A positive integer has exactly three divisors if and only if it is the square of a prime number. Let the integer be n = p^2, where p is a prime number. We are looking for integers n such that 100 < n < 200. So, we need to find prime numbers p such that 100 < p^2 < 200. Taking the square root of the inequality: sqrt(100) < p < sqrt(200) 10 < p < sqrt(200).
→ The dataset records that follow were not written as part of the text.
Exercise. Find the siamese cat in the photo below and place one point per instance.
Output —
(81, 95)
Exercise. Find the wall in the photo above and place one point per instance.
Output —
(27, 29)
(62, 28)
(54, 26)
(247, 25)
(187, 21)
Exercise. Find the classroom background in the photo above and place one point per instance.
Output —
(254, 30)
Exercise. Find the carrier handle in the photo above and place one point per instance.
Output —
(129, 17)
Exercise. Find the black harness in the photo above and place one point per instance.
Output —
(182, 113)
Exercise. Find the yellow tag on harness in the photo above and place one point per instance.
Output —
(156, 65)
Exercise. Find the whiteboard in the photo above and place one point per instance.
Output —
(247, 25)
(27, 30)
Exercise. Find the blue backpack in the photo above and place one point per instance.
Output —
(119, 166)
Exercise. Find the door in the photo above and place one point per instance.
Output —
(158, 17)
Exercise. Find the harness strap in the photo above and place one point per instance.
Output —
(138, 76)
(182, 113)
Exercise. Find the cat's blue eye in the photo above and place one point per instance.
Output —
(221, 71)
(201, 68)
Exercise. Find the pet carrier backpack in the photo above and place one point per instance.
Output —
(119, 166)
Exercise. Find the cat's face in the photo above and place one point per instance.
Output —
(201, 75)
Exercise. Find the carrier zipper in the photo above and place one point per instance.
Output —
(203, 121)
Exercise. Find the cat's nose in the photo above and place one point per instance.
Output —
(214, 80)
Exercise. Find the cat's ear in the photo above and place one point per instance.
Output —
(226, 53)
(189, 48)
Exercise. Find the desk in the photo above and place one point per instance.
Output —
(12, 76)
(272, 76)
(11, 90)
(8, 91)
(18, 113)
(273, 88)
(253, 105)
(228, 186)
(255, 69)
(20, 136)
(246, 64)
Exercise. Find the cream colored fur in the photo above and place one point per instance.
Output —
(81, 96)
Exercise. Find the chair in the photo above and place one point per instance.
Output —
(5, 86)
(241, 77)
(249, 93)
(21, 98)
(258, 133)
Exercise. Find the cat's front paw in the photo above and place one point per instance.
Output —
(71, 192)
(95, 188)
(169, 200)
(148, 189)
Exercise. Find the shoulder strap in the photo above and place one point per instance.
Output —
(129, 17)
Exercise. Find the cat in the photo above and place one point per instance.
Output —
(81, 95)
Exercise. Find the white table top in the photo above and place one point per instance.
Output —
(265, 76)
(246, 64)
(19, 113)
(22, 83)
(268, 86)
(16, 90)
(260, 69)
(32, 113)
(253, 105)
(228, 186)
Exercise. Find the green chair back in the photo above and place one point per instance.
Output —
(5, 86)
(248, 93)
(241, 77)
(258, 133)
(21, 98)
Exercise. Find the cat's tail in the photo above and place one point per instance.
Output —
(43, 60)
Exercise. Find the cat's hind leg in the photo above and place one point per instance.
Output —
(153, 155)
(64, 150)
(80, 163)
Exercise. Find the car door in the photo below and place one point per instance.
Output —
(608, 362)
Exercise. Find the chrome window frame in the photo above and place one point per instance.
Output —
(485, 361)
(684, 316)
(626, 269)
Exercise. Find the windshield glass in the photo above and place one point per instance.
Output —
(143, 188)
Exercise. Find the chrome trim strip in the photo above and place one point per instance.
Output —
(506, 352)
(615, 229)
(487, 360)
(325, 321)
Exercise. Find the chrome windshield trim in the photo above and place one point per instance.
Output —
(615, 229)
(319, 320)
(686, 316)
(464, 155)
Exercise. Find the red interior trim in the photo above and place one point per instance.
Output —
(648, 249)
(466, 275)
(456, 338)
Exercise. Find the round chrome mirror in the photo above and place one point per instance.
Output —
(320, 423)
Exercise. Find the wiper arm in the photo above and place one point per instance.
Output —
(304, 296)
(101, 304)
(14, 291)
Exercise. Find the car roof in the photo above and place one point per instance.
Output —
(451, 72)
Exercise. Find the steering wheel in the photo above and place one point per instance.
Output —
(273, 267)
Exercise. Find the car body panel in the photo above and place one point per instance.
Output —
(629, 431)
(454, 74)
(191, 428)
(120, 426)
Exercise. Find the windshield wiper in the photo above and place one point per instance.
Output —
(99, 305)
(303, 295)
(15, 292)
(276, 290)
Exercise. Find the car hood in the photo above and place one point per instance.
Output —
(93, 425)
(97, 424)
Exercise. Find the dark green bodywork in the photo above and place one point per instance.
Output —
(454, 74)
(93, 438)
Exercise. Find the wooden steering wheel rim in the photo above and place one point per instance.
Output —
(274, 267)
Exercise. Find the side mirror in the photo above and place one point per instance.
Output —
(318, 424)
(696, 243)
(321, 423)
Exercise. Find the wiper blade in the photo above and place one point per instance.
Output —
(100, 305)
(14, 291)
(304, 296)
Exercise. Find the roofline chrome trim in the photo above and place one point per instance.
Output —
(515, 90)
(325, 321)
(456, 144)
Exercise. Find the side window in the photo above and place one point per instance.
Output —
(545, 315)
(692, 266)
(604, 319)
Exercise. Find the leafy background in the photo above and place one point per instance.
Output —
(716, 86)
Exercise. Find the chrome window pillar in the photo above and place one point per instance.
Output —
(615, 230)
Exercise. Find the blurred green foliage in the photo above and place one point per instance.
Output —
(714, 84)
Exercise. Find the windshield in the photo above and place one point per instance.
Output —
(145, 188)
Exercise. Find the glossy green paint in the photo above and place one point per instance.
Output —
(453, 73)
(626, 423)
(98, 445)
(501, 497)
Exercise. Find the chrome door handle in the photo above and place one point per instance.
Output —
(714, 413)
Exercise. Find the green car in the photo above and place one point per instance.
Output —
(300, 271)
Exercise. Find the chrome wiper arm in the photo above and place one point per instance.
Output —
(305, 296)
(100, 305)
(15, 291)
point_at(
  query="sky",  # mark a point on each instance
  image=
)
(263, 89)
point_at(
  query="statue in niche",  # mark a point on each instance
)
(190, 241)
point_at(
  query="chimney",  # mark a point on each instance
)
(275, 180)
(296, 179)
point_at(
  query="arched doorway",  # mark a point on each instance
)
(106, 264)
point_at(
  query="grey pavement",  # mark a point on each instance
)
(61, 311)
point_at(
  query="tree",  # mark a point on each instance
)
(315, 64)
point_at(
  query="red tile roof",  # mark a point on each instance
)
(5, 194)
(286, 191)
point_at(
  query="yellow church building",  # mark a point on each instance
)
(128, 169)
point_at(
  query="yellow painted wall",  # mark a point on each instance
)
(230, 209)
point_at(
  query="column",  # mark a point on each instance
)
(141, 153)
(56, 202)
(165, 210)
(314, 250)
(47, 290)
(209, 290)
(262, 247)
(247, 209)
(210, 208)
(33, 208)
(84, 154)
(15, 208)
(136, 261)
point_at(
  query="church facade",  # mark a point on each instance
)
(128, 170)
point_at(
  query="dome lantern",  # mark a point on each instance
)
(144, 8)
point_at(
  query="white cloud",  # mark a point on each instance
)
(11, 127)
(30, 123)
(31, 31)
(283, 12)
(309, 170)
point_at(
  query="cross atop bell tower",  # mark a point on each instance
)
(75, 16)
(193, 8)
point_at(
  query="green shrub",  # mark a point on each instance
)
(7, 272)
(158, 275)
We know that 14^2 = 196, and 15^2 = 225. So, sqrt(200) is approximately 14.14. Therefore, we are looking for prime numbers p such that 10 < p < 14.14. The prime numbers in this range are: - p = 11 (since 11 is prime and 10 < 11 < 14.14) - p = 13 (since 13 is prime and 10 < 13 < 14.14) Now we find the squares of these primes: - For p = 11, n = 11^2 = 121. The divisors of 121 are 1, 11, 121 (exactly three divisors). 100 < 121 < 200. - For p = 13, n = 13^2 = 169. The divisors of 169 are 1, 13, 169 (exactly three divisors). 100 < 169 < 200. For the next prime, p = 17, n = 17^2 = 289, which is greater than 200. Thus, there are two such positive integers: 121 and 169.